Flo hat mich schon zweimal von der Schule abgefangen und wollte mich überzeugen, zurück »nach Hause« zu kehren. Aber beide Male habe ich ihm gesagt, dass ich noch Zeit brauche. Meine Wut auf Ma ist verraucht. Zwar bin ich nach wie vor enttäuscht, doch ich kann Ma auch verstehen. Und außerdem weiß ich, dass Papa für sie nie das war, was er für uns war. Er ist mein Vater, ich bin sein Fleisch und Blut. Aber Mama und Papa sind nur zwei Menschen, die einander irgendwann über den Weg gelaufen sind und beschlossen haben, einen Teil der Reise gemeinsam zu erleben.
Ich weiß nicht, ob ich diesen Helmut in meiner Nähe will, aber auf jeden Fall weiß ich, dass ich Mama ihr Glück gönne. Zumindest solange Helmut nicht versucht, irgendeine Art Vaterersatz zu sein. Papa wird immer in meinem Herzen da sein.

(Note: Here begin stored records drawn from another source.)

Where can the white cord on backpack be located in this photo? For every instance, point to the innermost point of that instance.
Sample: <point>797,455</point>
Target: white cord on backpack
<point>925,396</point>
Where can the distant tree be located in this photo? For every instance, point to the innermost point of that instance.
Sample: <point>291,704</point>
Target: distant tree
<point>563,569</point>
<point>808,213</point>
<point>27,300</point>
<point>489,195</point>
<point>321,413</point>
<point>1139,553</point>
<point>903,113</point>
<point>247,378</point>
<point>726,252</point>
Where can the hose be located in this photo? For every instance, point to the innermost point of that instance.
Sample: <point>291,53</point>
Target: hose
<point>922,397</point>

Vielleicht lasse ich mich zu sehr von meinen Emotionen leiten, doch Papas Todestag nähert sich rasant, weshalb ich wie jedes Jahr abends lange wach im Bett liege und schnell zu weinen beginne. Aber eigentlich kann Helmut nichts dafür. Mama schon, sie hätte mit ihren Liebeleien wenigstens den 29. Oktober abwarten können. Aber Helmut? Er ist in dieser Familienaffäre unschuldig.
Und dann ist da noch etwas, was mich seit Tagen beschäftigt. Oder besser gesagt: Jemand.
Levin.
Mein Magen macht einen Satz, wenn ich an seinen Gesichtsausdruck zurückdenke. An dieses Blau seiner Augen, dieses Lächeln auf seinen Lippen. Wenn ich daran zurückdenke, als er seine Hand auf meine Lenden gelegt und mich näher gezogen hat. Wie sehr ich doch diese Berührung vermisse, wie sehr ich seine Nähe brauche.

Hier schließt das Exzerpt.